Les démissions de maires sont surtout causées par des tensions politiques au sein des conseils municipaux (31%), loin devant les passations de pouvoir anticipées (13,7%), les problèmes de santé (13,1%), le cumul des mandats (8,5%), la fatigue (5,1%), ainsi que les raisons personnelles (3,9%) ou professionnelles (3,4%) ( AFP / Ludovic MARIN )
Parmi les éléments d'explication avancés, le politologue rappelle le contexte dans lequel l'élection municipale de 2020 s'est déroulée, en pleine crise du Covid.
"Pendant de longs mois, les équipes n'ont pas pu se retrouver en présentiel (...) Cela a nécessairement interrompu une dynamique collective", analyse-t-il.

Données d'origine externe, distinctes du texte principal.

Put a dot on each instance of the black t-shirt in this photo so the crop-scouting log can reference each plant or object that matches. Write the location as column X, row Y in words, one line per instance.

La remise en question de décisions prises par le maire revient aussi souvent dans les cas identifiés, les autres élus lui reprochant "une gestion trop solitaire des grands dossiers", ce qui produit "des effets de désengagement ou de contestation".
Si les communes de moins de 500 habitants, plus nombreuses, sont les plus touchées (42%), les communes de 1.000 à 3.500 habitants enregistrent une vague de démissions "sans précédent", avec un quart des maires démissionnaires.
Les communes de plus de 10.000 habitants sont en revanche les plus exposées proportionnellement, au regard de leur plus faible nombre, de sorte que "plus la taille de la commune augmente, plus le risque de démission a progressé au cours de ce mandat".
Plus de la moitié des démissionnaires (53%) sont des maires nouvellement élus. Les démissions touchent autant les hommes que les femmes, mais "davantage les retraités âgés de 65 à 74 ans, les professions intellectuelles et les cadres supérieurs".
Certains départements sont également plus concernés comme l'Isère, la Haute-Garonne, la Charente, l'Essonne, le Nord ou encore le Tarn-et-Garonne, sans qu'un facteur explicatif commun n'ait été repéré.
L'enquête a été réalisée à partir des données du répertoire national des élus (RNE) publiées entre 2020 et 2025 par le ministère de l'Intérieur, d'articles de la presse quotidienne régionale et d'interviews des principaux acteurs concernés comme des associations départementales de maires.